S House divides the long thin lot into two gardens, challenging the conventional diagram of the front and back yard of the typical suburban house. The house becomes the active space between the gardens, offering the occupants multiple views and sectional level changes as they move through the site. Designed for a family of five, the clients wanted a house that responded to the land's topography, with a connection to the garden and pool. Existing 1920s stables to the rear of the site were to be restored.
The activities of the house take place across a singular spine corridor which expands and contracts spatially as the house mediates the site, thus creating the contradictory east and west gardens. The east garden is predominantly native and rugged and the complementary west garden exotic and sculpted with a long dark pool, reflecting the parents' differing tastes. Connecting the gardens are the children's play area and bedrooms which occur at the turning point ‘knuckles' of the plan, opening up to the two ‘parent' gardens.

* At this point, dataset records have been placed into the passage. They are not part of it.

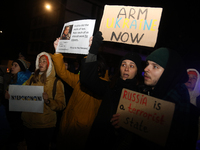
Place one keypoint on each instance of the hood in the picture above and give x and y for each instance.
(196, 92)
(50, 70)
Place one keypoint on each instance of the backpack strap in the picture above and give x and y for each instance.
(54, 87)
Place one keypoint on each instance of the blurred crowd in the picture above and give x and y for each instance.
(81, 98)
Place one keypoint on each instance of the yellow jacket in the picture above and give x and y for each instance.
(48, 118)
(80, 112)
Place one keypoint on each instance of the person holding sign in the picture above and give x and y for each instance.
(39, 127)
(166, 74)
(66, 35)
(81, 109)
(19, 75)
(102, 133)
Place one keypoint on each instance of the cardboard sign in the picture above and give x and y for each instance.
(26, 98)
(75, 37)
(131, 25)
(146, 116)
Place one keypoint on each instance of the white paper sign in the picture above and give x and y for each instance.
(147, 116)
(26, 98)
(75, 37)
(131, 24)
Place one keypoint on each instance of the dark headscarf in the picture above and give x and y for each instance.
(175, 73)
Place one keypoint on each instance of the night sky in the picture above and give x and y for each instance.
(179, 26)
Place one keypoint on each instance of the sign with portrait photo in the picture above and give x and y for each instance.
(75, 37)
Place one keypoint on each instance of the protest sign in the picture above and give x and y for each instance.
(145, 116)
(26, 98)
(75, 37)
(131, 25)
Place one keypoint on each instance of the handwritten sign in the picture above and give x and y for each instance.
(26, 98)
(75, 37)
(146, 116)
(131, 25)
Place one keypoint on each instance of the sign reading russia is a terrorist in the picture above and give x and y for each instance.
(131, 25)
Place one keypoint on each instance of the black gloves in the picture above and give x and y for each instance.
(96, 43)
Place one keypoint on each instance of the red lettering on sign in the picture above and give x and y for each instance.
(137, 98)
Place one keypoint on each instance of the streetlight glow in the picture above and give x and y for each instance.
(48, 6)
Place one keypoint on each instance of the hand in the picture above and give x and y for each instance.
(90, 41)
(96, 43)
(7, 95)
(115, 120)
(45, 97)
(56, 43)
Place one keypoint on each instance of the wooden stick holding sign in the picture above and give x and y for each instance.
(131, 25)
(146, 116)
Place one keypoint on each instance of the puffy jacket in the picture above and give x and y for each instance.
(80, 112)
(48, 118)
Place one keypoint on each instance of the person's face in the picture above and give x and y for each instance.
(152, 73)
(128, 69)
(43, 64)
(190, 84)
(15, 68)
(66, 30)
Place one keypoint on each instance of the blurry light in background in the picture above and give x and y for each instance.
(48, 6)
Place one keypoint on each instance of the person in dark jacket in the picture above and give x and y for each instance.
(166, 74)
(102, 133)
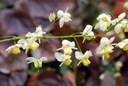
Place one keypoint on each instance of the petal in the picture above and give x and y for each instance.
(78, 55)
(61, 22)
(104, 40)
(88, 54)
(59, 56)
(87, 29)
(118, 28)
(122, 15)
(103, 26)
(60, 14)
(97, 25)
(43, 59)
(111, 40)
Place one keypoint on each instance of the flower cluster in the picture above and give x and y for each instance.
(65, 58)
(28, 42)
(63, 16)
(64, 53)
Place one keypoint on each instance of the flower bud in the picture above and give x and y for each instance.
(67, 62)
(52, 17)
(85, 62)
(34, 45)
(16, 50)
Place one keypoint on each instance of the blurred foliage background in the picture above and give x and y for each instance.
(18, 17)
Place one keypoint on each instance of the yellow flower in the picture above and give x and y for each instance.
(65, 59)
(105, 47)
(37, 62)
(27, 44)
(118, 65)
(87, 33)
(15, 49)
(52, 17)
(84, 58)
(123, 45)
(64, 17)
(104, 22)
(67, 47)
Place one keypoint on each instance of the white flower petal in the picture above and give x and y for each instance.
(60, 14)
(61, 22)
(88, 54)
(87, 29)
(59, 56)
(78, 55)
(122, 15)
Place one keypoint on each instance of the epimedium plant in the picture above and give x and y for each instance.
(32, 40)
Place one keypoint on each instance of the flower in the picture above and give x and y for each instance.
(121, 16)
(84, 58)
(37, 62)
(67, 46)
(87, 33)
(118, 65)
(123, 45)
(121, 27)
(65, 59)
(105, 47)
(52, 17)
(37, 34)
(15, 49)
(126, 5)
(27, 44)
(64, 17)
(104, 22)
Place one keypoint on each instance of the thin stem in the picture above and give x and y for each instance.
(77, 44)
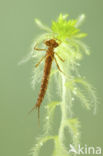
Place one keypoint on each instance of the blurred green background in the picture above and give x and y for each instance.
(17, 30)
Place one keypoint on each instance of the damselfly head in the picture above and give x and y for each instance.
(52, 43)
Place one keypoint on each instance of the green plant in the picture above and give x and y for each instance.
(67, 86)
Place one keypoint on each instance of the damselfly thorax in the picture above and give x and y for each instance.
(49, 57)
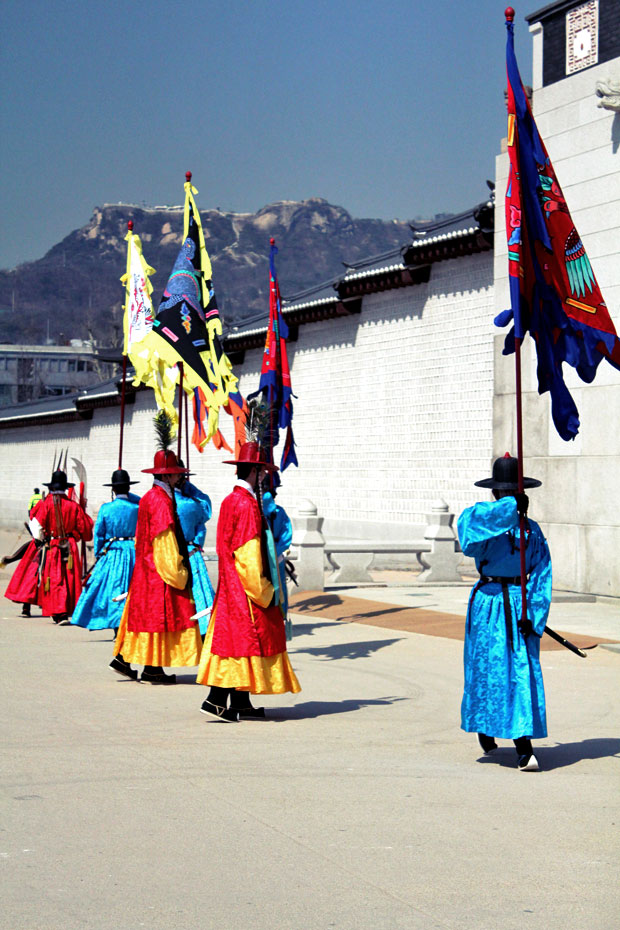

Stained cedar clads the exterior of the house, with a corrugated iron roof forming a continuous series of hips and valleys. The internal palette is black and white with a black oxide concrete floor. Excavated Basalt was used in the garden retaining and planting plan. The intention of the street elevation was to create an outward looking, austere landscape with Ribbonwood and Kowhai trees that will grow substantially to leave the architecture in a natural forestry setting.